IT remained a secret for almost a century, until a chance encounter at the National Library just five years ago confirmed that the Nobel laureate poet WB Yeats had lived at two addresses on St Stephen's Green.
Dr Maureen Concannon, a psychologist who has lived at number 96 St Stephen's Green for the past 30 years, said she was delighted to learn that she lived under the same roof that was briefly the home of Yeats and his wife George Hyde-Lees during the winter of 1918-1919.
The Dublin-born poet and playwright was notorious for moving around, and had lived at no less than 17 known addresses in Ireland and the UK.
But it was by fluke that Dr Concannon – whose campaigning stopped the Georgian building and others like it on St Stephen's Green from being bulldozed during the 70s – learned the secret of number 96's previous tenant. A friend of hers happened to see a reference to the address at the National Library of Ireland's WB Yeats exhibit, and the connection between Yeats and the 245-year-old terrace house was made.
They learned that the poet and his new wife, who was heavily pregnant with their daughter Anne at the time, had moved into the home of his long-time muse and unrequited love Maud Gonne while she was serving time at London's Holloway Prison for anti-war activities.

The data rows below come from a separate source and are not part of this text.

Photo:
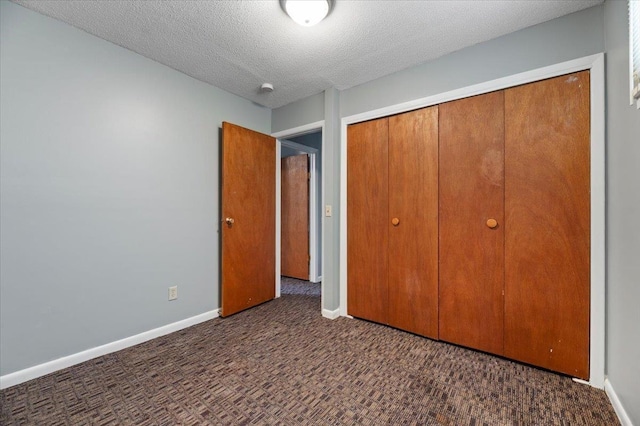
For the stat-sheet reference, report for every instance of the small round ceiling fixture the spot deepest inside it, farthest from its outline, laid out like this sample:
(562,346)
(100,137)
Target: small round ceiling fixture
(307,12)
(266,88)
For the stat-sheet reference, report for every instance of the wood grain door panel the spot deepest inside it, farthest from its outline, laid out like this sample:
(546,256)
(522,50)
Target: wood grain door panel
(248,197)
(547,198)
(294,235)
(367,220)
(413,242)
(471,192)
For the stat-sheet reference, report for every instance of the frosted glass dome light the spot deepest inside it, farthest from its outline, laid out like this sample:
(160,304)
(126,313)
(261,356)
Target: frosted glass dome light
(306,12)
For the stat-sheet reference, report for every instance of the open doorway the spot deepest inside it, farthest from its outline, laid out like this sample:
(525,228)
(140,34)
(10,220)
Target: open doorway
(296,153)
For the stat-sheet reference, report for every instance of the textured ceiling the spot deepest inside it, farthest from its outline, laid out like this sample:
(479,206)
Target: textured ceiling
(238,45)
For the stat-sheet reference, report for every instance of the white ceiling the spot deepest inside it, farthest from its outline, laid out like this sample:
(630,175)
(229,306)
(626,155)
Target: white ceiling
(238,45)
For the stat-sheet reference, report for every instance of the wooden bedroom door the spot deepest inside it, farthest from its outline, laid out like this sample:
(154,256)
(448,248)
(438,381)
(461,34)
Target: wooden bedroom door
(472,222)
(547,245)
(248,218)
(294,235)
(413,222)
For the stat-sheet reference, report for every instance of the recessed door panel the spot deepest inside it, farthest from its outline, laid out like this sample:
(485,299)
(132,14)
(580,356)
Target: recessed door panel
(413,221)
(547,242)
(367,220)
(471,245)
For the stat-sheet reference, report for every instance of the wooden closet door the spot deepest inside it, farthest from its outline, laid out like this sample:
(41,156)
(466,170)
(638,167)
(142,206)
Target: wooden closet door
(413,240)
(367,220)
(471,193)
(547,242)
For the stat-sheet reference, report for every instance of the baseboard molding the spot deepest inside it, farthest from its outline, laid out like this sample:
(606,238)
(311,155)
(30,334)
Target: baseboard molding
(331,314)
(617,405)
(40,370)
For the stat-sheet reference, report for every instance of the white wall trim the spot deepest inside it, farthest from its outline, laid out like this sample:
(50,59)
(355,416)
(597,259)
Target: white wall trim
(278,260)
(36,371)
(624,418)
(331,314)
(594,63)
(300,130)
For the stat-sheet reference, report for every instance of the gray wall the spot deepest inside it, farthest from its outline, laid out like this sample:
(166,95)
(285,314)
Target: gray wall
(623,213)
(314,140)
(109,190)
(569,37)
(304,111)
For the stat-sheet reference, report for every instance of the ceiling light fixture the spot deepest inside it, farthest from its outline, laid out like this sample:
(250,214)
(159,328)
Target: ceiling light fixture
(307,12)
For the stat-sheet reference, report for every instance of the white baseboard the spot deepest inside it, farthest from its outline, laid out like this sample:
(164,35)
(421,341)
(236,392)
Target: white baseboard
(617,405)
(331,314)
(36,371)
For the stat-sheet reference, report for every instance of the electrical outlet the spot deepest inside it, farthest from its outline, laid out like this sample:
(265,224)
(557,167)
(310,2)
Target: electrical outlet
(173,292)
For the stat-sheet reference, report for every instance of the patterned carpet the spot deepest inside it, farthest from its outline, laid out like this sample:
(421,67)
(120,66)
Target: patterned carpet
(282,363)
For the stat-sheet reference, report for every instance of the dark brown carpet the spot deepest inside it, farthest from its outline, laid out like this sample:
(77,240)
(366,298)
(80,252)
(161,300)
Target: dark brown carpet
(282,363)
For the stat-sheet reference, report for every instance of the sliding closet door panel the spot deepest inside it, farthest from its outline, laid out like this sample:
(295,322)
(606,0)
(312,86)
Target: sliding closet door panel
(367,220)
(413,237)
(471,245)
(547,202)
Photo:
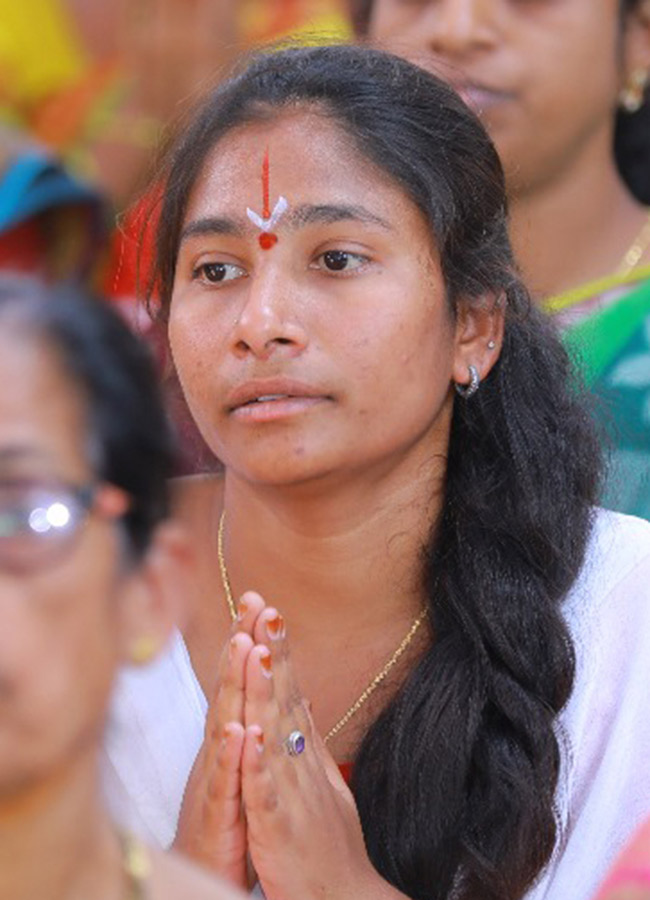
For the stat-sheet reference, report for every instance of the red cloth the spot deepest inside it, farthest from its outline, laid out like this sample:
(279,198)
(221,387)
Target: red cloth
(632,869)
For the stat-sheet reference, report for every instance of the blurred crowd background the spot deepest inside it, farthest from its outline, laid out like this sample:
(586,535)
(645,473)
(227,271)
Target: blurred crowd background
(87,89)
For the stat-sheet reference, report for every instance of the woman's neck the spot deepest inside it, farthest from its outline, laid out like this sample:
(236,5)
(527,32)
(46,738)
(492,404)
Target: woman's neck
(56,843)
(575,227)
(348,553)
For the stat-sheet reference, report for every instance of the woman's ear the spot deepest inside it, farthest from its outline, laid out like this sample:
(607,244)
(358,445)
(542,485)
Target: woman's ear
(479,336)
(154,594)
(636,50)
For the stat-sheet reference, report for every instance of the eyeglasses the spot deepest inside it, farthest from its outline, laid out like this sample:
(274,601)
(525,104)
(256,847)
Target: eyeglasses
(39,520)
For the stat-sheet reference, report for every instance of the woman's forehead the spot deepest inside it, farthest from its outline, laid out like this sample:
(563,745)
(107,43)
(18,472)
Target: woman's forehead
(302,156)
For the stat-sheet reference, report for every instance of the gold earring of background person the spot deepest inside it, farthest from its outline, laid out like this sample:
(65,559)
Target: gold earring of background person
(89,565)
(574,139)
(359,489)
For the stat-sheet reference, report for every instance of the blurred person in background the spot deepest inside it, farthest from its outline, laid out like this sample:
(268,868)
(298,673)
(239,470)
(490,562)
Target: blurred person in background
(90,577)
(562,89)
(630,876)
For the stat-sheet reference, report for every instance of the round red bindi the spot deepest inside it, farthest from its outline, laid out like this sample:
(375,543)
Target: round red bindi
(267,240)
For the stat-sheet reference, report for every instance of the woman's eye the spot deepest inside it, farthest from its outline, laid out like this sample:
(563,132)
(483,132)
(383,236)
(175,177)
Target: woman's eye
(217,273)
(341,260)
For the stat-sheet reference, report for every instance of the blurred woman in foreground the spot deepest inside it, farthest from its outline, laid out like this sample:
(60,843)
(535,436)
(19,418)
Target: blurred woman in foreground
(89,568)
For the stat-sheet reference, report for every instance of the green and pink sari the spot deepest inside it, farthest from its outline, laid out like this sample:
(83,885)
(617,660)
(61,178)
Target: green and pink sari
(606,326)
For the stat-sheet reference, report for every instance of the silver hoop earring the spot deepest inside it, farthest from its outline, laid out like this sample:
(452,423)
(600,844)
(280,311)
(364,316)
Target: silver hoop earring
(468,390)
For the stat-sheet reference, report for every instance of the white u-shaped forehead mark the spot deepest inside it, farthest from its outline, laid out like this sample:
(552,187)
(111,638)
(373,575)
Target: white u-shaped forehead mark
(281,206)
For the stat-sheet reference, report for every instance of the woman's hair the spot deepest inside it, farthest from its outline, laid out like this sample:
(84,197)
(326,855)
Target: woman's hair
(631,130)
(455,781)
(129,439)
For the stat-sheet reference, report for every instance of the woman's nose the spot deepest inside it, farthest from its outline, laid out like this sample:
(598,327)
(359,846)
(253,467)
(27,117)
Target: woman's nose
(269,319)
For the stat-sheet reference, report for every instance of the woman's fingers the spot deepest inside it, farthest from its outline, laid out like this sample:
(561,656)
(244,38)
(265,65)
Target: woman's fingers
(211,828)
(249,606)
(228,703)
(270,631)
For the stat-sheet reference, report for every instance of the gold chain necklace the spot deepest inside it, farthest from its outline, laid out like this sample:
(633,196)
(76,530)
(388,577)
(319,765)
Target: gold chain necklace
(376,681)
(636,250)
(136,864)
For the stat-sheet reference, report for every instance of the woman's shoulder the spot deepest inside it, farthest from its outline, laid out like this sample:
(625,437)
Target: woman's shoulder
(617,558)
(175,878)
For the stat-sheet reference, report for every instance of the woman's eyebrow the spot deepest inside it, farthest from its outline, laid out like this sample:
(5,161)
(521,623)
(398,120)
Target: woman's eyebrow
(305,214)
(329,213)
(213,225)
(11,452)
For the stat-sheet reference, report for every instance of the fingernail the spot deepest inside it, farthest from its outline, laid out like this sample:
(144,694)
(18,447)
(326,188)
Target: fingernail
(227,733)
(266,663)
(275,627)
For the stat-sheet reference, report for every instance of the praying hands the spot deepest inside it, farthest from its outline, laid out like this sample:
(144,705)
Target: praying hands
(265,798)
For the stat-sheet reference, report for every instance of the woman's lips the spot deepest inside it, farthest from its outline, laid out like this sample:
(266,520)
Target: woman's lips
(270,409)
(481,99)
(267,400)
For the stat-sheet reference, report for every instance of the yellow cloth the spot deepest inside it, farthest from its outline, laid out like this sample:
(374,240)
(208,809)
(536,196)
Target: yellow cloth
(40,53)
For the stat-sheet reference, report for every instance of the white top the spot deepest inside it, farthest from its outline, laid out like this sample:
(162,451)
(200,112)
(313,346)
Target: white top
(158,716)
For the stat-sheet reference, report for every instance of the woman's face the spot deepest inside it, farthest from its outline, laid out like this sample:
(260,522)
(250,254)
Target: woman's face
(61,616)
(329,350)
(543,74)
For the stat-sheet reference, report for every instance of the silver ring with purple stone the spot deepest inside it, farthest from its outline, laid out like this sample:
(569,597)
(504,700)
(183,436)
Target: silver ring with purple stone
(295,743)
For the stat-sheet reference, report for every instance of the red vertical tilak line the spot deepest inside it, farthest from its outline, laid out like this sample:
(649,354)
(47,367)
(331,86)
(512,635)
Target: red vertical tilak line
(266,210)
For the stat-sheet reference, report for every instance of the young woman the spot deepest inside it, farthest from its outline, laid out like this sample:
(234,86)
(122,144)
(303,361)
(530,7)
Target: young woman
(574,139)
(408,490)
(88,573)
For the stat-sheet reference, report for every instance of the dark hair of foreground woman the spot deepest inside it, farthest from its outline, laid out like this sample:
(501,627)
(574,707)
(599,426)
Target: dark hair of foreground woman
(455,780)
(131,441)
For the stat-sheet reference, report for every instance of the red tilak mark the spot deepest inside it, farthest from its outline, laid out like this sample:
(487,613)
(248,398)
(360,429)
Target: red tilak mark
(267,240)
(266,210)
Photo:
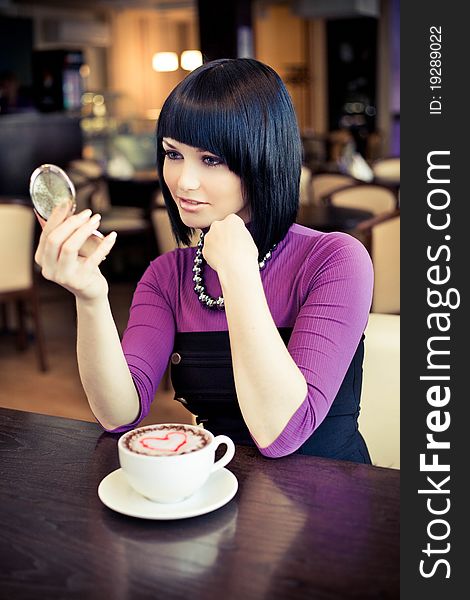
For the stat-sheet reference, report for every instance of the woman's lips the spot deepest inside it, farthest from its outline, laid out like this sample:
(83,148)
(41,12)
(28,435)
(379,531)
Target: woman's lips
(191,205)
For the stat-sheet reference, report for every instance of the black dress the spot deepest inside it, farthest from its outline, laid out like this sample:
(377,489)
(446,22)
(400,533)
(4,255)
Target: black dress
(202,377)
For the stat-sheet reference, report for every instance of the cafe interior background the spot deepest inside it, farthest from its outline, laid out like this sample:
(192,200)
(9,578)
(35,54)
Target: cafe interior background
(81,85)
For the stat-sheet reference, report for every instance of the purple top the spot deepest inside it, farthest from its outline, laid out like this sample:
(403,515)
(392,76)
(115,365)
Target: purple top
(320,284)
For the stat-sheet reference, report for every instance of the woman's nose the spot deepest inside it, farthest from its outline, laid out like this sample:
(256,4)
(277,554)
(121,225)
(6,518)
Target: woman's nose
(188,179)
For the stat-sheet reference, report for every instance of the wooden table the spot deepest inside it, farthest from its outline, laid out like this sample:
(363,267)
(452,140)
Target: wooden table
(331,218)
(299,527)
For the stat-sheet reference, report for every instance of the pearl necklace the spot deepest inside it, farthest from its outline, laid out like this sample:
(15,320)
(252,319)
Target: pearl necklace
(198,278)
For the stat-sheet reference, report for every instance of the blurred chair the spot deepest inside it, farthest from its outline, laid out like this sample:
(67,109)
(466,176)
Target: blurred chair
(305,185)
(376,199)
(387,169)
(17,282)
(381,236)
(379,419)
(322,184)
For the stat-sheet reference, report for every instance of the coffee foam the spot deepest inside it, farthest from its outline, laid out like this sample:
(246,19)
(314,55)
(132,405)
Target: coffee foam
(166,440)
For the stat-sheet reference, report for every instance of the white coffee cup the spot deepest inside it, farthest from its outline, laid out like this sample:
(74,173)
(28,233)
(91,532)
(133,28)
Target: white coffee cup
(157,465)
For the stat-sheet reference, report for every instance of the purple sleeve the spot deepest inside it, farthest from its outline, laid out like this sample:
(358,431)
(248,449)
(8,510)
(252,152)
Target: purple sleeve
(148,339)
(336,296)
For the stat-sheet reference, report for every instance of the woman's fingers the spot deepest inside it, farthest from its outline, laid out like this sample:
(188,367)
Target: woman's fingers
(102,251)
(42,221)
(91,244)
(69,249)
(51,240)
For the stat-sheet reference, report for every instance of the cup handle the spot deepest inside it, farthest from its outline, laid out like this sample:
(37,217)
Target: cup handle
(227,457)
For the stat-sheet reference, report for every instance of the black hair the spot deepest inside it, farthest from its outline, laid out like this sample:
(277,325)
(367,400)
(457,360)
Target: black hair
(240,110)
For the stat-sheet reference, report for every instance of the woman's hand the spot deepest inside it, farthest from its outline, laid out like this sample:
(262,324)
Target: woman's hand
(228,245)
(58,252)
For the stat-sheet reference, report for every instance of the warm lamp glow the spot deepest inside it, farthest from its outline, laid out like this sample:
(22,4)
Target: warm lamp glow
(165,61)
(191,59)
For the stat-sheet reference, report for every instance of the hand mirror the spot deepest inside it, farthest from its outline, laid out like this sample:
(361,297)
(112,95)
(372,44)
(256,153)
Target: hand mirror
(49,187)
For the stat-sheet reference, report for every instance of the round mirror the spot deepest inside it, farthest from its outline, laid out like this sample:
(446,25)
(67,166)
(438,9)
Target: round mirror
(50,186)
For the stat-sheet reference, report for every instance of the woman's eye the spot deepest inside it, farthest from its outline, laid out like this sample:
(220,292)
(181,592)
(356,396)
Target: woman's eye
(212,161)
(172,154)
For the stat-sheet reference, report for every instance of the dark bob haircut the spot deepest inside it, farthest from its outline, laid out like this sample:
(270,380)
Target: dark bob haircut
(240,110)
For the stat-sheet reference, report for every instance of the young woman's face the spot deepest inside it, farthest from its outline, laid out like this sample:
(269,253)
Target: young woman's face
(203,187)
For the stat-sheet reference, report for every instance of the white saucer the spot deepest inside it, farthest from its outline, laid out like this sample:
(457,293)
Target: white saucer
(117,494)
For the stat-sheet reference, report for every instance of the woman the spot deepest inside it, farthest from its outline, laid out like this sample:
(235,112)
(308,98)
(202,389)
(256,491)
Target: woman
(264,320)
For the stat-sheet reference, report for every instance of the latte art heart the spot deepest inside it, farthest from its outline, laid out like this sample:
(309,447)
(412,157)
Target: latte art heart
(170,443)
(164,440)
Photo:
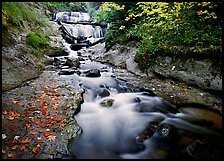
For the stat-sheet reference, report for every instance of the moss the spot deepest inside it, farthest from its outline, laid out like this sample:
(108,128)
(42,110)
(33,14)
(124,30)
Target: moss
(38,42)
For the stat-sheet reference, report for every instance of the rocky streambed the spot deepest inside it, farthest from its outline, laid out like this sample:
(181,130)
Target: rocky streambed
(80,108)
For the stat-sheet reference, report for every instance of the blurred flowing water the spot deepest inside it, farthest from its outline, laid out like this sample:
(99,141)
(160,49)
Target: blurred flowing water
(121,121)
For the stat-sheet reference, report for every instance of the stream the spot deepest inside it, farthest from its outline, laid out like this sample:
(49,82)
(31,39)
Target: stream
(121,121)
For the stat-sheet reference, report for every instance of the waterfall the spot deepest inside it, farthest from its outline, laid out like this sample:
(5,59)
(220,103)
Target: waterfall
(86,30)
(72,17)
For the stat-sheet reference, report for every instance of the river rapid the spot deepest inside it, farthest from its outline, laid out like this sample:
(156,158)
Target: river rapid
(121,121)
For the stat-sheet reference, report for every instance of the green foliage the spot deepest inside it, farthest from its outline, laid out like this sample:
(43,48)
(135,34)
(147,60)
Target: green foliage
(66,6)
(38,42)
(164,28)
(17,14)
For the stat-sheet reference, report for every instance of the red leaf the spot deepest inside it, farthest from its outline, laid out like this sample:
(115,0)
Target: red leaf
(41,141)
(26,141)
(46,134)
(35,150)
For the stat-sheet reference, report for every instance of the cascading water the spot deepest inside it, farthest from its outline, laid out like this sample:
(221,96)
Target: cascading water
(135,124)
(72,16)
(92,32)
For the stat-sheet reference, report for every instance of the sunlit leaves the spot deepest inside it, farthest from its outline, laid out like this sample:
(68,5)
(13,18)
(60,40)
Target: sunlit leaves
(51,138)
(26,141)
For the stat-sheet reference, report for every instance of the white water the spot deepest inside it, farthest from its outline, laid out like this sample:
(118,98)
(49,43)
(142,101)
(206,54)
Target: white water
(111,131)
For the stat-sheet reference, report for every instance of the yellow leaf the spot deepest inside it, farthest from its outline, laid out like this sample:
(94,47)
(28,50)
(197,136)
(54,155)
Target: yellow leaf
(26,141)
(33,132)
(3,151)
(11,155)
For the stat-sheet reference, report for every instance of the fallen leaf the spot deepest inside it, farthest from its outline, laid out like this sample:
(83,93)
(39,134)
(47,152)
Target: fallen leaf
(3,136)
(11,118)
(3,151)
(55,107)
(41,141)
(51,137)
(44,94)
(11,155)
(16,137)
(62,125)
(41,104)
(12,127)
(59,119)
(39,117)
(14,147)
(28,125)
(33,132)
(19,155)
(35,150)
(23,147)
(26,141)
(47,133)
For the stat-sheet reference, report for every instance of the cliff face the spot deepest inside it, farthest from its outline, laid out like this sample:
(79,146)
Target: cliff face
(199,73)
(18,62)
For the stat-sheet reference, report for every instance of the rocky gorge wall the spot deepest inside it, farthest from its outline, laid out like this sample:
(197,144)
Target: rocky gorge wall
(199,73)
(18,63)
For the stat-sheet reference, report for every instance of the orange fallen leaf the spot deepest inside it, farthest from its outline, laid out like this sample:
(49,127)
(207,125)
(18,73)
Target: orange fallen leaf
(14,147)
(22,147)
(28,125)
(44,94)
(59,119)
(55,107)
(3,151)
(41,141)
(41,104)
(35,150)
(26,141)
(33,132)
(56,127)
(39,117)
(48,117)
(11,155)
(47,133)
(62,125)
(11,118)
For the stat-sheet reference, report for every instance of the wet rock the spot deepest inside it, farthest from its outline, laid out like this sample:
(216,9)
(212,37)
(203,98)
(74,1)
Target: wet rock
(72,62)
(92,73)
(48,60)
(66,72)
(167,132)
(107,103)
(57,51)
(57,61)
(69,63)
(102,92)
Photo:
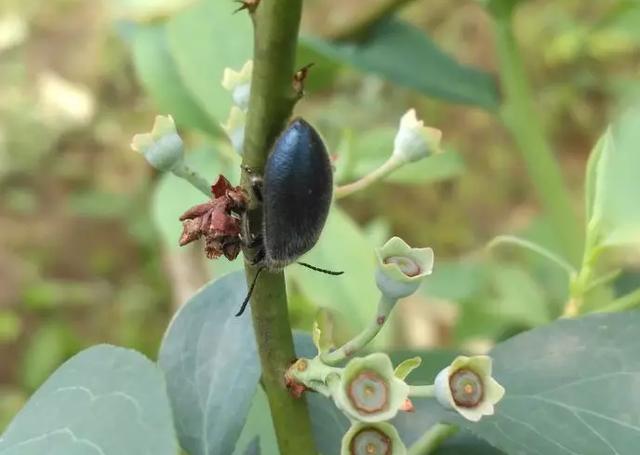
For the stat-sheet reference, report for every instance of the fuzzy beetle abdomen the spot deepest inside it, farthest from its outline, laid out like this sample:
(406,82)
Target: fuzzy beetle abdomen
(297,192)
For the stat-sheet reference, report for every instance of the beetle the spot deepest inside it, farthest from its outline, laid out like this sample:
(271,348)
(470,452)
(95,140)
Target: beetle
(295,192)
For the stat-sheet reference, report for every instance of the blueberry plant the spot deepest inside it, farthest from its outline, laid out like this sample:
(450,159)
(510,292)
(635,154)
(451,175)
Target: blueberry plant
(250,384)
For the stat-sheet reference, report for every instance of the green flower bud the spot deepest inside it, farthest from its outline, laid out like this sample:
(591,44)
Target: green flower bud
(467,387)
(239,84)
(415,141)
(372,439)
(369,391)
(162,147)
(400,268)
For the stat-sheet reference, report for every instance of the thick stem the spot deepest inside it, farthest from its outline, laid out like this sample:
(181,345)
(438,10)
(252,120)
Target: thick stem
(385,305)
(520,116)
(358,28)
(271,102)
(432,439)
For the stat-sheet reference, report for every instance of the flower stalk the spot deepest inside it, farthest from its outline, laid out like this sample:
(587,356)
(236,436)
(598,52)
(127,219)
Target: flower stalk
(385,305)
(271,101)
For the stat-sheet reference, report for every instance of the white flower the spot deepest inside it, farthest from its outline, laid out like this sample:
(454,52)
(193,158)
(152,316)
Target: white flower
(400,268)
(239,84)
(467,387)
(235,128)
(369,391)
(415,141)
(162,147)
(372,439)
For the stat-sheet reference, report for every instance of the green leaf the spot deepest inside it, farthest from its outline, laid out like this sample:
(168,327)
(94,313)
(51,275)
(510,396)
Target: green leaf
(157,71)
(404,55)
(615,218)
(106,400)
(212,368)
(203,41)
(259,425)
(571,388)
(46,349)
(253,448)
(407,366)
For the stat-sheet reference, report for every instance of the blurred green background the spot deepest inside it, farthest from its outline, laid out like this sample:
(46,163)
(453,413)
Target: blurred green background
(89,232)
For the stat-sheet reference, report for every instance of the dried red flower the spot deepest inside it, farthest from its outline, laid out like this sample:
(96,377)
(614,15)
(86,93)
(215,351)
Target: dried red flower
(218,221)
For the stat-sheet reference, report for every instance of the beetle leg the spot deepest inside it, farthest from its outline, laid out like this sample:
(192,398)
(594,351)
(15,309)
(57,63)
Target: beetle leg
(256,186)
(259,257)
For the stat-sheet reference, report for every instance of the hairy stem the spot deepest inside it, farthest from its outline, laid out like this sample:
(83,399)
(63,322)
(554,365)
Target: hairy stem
(432,439)
(358,28)
(521,118)
(272,99)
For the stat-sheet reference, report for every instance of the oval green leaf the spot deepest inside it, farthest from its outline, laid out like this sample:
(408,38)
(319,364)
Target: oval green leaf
(571,388)
(212,368)
(613,184)
(204,40)
(159,75)
(403,54)
(104,401)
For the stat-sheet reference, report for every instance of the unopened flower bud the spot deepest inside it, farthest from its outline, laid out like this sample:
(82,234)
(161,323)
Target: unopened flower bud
(400,268)
(162,147)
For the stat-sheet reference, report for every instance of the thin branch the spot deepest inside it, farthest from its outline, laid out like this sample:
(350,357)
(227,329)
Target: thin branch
(432,439)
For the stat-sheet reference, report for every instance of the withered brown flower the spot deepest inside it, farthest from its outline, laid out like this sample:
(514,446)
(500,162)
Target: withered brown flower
(218,221)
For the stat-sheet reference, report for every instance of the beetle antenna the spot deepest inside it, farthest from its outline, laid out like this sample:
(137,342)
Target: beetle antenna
(318,269)
(248,297)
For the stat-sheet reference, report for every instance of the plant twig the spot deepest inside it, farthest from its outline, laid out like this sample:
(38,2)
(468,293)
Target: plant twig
(271,102)
(358,28)
(385,305)
(432,439)
(521,118)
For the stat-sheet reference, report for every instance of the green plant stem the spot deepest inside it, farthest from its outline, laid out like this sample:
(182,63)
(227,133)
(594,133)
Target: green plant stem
(521,118)
(385,305)
(626,302)
(432,439)
(423,391)
(387,168)
(359,27)
(271,102)
(198,181)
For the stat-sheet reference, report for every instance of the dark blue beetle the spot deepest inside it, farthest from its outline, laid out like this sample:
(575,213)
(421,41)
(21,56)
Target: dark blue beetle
(296,191)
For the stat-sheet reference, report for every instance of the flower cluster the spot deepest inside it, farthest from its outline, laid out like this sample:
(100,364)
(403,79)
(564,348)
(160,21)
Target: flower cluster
(368,390)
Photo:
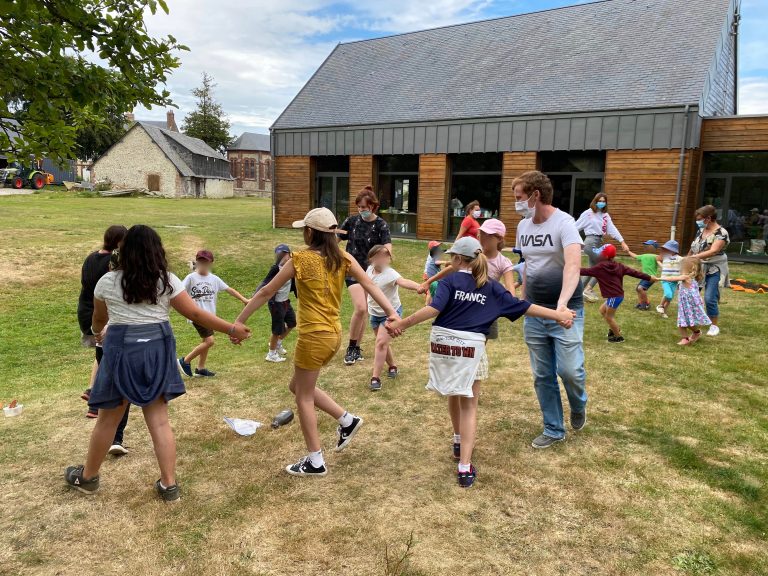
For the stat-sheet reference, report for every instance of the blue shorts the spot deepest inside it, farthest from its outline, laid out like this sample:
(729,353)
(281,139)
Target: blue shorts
(614,302)
(377,321)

That was a few doors away at number 73 Stephen's Green.
But when she returned to Dublin Yeats refused to let her back into her own home – citing his wife's delicate pregnancy and the possibility of a raid by authorities.
The ensuing confrontation led the poet and his wife to move to number 96. She made the comments at a reception in the house yesterday, where Arts Minister Jimmy Deenihan officially unveiled a plaque outside that simply states: 'WB Yeats, poet and statesman lived here 1918-1919'.